The shortlist was selected by Rosie Boycott, former editor of the Independent, author and critic Brian Sewell and UCL professor John Sutherland. Sutherland had nominated a New York Review of Books take on his latest book, The Lives of Novelists, for the shortlist – "The self-congratulatory nod to Samuel Johnson's magnificent Lives of the English Poets is as embarrassing as it is presumptuous" – but it was judged to be not sufficiently excoriating.
Instead, Frederic Raphael has the dubious honour of being the first writer to make the list as both hatcheteer and hatchetee: his book of correspondence Distant Intimacy: A Friendship in the Age of the Internet, written with Joseph Epstein, was the victim of a vicious review in the Mail on Sunday by Craig Brown. "The first thing to be said about their exchanges is how extraordinarily unpleasant they are, almost as though they were trying to make it into the Guinness Book Of Records under a section called Authors, Most Bilious," wrote Brown. "Anyone unfamiliar with the literary world will, I think, be astonished at the ease with which these grand old men of letters turn into queeny old hairdressers, furiously bitching about their younger, prettier or more highly regarded rivals."
But Raphael can cheer himself with the fact he was also selected by judges for his own review of John le Carré's A Delicate Truth, in which he found for the TLS that le Carré "stretches his thrills with mixed clichés, idiosyncratic phrases (can people 'go faint at the knees'?) and witless dialogue whaleboned with 'he retorted stiffly' and the like."
Rachel Cooke, writing in the Observer, makes the cut for her write-up of Ann Widdecombe's autobiography, in which after damning the book with faint praise ("her grammar is fine – Ann is a stickler for grammar – and her anecdotes make sense in that they have a beginning, a middle and an end") she found that "in every other respect her memoirs bear a strong resemblance to her paso doble: no rhythm, no beauty, no humour and, above all, no feeling".
The shortlist is completed with Peter Kemp's review of Donna Tartt's The Goldfinch (it's " a turkey", wrote Kemp), Hedley Twidle's attack on Paul Theroux's "offensive and plain bizarre" rhetoric in The Last Train to Zona Verde, and Lucy Ellmann's critique of Douglas Coupland's novel Worst.
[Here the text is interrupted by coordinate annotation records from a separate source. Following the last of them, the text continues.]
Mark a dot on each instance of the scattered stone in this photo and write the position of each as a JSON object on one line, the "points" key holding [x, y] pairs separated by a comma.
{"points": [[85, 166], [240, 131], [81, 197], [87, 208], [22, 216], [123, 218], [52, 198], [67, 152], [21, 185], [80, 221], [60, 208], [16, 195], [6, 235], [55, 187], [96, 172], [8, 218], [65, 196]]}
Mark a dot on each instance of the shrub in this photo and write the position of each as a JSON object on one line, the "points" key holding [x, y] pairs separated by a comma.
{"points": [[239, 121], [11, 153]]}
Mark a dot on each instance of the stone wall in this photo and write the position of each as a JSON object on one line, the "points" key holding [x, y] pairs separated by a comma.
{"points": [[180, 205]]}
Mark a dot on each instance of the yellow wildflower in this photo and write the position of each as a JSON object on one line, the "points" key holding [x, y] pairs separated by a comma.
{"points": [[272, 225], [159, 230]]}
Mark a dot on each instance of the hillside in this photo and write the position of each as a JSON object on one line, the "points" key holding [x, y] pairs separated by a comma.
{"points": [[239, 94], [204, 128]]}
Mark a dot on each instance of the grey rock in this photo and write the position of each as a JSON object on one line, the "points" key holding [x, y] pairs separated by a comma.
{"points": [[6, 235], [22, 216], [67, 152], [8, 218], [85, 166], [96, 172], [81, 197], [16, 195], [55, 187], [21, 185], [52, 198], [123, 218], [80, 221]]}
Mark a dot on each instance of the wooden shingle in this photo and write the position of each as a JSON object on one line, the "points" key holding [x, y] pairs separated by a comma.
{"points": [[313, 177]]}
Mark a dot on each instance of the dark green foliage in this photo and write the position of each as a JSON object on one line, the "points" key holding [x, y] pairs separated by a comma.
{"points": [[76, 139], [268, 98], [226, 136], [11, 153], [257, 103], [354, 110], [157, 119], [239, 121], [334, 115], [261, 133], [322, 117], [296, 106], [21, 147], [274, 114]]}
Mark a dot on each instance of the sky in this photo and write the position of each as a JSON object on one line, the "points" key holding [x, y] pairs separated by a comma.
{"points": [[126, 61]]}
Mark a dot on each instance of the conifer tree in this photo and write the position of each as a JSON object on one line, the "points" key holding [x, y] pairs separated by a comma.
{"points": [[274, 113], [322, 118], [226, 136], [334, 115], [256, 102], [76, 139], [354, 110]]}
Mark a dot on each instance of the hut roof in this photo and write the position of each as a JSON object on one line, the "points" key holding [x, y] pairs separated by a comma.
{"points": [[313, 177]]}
Person. Ever. in the Guardian. It "can only appeal to people who like to hear women belittled, and everything trashed – and it's hard to see the necessity for it when we've already got plenty of trash and belittled women," found Ellman.
Omnivore editor Fleur Macdonald said the selection "shows embattled critics still have enough fight left in them to puncture publishing hype", while fellow editor Anna Baddeley added that "the recent high-profile sackings of book reviewers and literary editors makes the Hatchet Job of the Year award – which celebrates the books pages and gets people reading reviews – more crucial than ever".
Previous winners of the prize are Adam Mars-Jones for his Observer review of By Nightfall by Michael Cunningham, and Camilla Long for her Sunday Times take down of Rachel Cusk's memoir Aftermath.